Projekt

Zwischen Verwaltungsobjekt und handlungsfähigem Subjekt

Projekttitel: Zwischen Verwaltungsobjekt und handlungsfähigem Subjekt. Raumkonstituierung, Subjektivierungsprozesse und Handlungsfähigkeit in der bundesdeutschen Flüchtlingsunterbringung
Beteiligte Institutionen:

Zentrum Technik und Gesellschaft, TU Berlin | Projektwebseite

Finanzierung: Fritz-Thyssen-Stiftung
Beteiligte Wissenschaftler*innen: Dr. Judith Vey (Projektleitung)
Methoden: Multimethodisches Vorgehen

Zusammenfassung

Über 60 Millionen Menschen sind weltweit auf der Flucht – so viele wie seit dem zweiten Weltkrieg nicht mehr. Allein 2014 wurden rund 14 Millionen Menschen zur Flucht getrieben. Nur ein Bruchteil dessen erreicht Europa und Deutschland. In den letzten Jahren ist die Zahl der Asylsuchenden in Deutschland stark gestiegen, nachdem sie 2008 auf ihren Tiefstwert von 28.018 Erst- und Folgeanträgen gesunken war. Diese gestiegene Zahl der Asylsuchenden stellt die deutsche Gesellschaft vor neue Herausforderungen.

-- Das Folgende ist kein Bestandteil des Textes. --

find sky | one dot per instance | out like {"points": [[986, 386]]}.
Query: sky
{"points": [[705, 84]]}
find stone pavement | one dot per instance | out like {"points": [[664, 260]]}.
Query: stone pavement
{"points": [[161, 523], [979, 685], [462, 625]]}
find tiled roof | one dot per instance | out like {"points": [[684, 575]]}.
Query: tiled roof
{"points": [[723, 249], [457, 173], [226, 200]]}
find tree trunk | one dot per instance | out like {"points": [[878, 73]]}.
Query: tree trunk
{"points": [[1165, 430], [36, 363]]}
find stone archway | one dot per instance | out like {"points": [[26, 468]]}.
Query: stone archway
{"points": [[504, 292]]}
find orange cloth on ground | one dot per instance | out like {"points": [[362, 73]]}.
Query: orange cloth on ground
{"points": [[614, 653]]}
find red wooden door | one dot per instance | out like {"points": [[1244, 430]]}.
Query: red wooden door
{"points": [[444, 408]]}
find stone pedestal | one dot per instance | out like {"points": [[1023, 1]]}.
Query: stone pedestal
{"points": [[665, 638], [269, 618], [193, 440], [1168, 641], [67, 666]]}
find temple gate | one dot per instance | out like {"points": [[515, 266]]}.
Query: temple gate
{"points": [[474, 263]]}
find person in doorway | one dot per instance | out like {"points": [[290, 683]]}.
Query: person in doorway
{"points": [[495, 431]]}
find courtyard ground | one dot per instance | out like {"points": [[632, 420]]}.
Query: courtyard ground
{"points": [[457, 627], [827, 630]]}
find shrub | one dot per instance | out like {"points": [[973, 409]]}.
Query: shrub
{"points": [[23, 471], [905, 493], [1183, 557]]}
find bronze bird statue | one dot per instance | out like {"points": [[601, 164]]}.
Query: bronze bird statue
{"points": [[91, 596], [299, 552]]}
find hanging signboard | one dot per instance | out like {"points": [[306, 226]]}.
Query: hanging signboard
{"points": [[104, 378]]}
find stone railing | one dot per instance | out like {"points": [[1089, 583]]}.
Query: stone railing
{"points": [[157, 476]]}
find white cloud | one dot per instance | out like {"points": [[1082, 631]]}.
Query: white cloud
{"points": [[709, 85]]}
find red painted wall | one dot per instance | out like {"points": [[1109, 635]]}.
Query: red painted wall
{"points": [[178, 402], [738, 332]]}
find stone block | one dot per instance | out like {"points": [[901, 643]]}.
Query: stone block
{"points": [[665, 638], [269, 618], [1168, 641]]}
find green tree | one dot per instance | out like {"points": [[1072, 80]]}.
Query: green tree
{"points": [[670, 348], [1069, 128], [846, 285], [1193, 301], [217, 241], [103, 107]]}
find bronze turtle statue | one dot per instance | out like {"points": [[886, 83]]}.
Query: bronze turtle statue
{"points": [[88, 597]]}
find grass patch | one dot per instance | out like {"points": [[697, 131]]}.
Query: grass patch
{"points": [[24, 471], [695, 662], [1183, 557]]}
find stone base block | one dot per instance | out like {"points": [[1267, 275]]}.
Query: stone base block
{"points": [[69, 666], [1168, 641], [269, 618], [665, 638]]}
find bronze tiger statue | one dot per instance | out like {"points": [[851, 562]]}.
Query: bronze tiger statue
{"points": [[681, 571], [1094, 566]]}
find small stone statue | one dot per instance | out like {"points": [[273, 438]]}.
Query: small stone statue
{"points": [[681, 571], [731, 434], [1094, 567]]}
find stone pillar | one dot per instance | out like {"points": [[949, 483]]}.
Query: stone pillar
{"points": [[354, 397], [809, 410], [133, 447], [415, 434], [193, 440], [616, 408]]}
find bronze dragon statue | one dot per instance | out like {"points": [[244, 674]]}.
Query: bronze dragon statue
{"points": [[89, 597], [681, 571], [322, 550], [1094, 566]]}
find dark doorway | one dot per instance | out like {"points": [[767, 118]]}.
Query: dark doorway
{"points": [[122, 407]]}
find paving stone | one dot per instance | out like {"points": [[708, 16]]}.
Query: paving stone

Während ihres Asylverfahrens wird den in Deutschland Schutz suchenden Menschen eine Unterbringungen zur Verfügung gestellt. Aufgrund der stark gestiegenen Antragszahlen kam es spätestens 2015 vielerorts zu Versorgungs- und Unterbringungsengpässen. Wurden infolge der Flüchtlingsprotestbewegung von 2012/2013 die Unterbringungsbedingungen und die Perspektive der Geflüchteten noch im öffentlichen Diskurs thematisiert, rückten sie mit der Infrastruktur- und Verwaltungskrise 2015 kontinuierlich in den Hintergrund.

Die Frage, wie die Unterbringung, Versorgung und gesellschaftliche Teilhabe der Geflüchteten gestaltet wird, ist für eindemokratisches Gemeinwesen jedoch von zentraler Bedeutung. In den Flüchtlingsunterkünften entsteht ein spezifischer Sozialraum, der die Identitäten und die Handlungsfähigkeit der BewohnerInnen maßgeblich beeinflusst. Aus diesem Grund steht in diesem Forschungsprojekt die Innenperspektive der Geflüchteten auf ihre Unterbringung im Vordergrund.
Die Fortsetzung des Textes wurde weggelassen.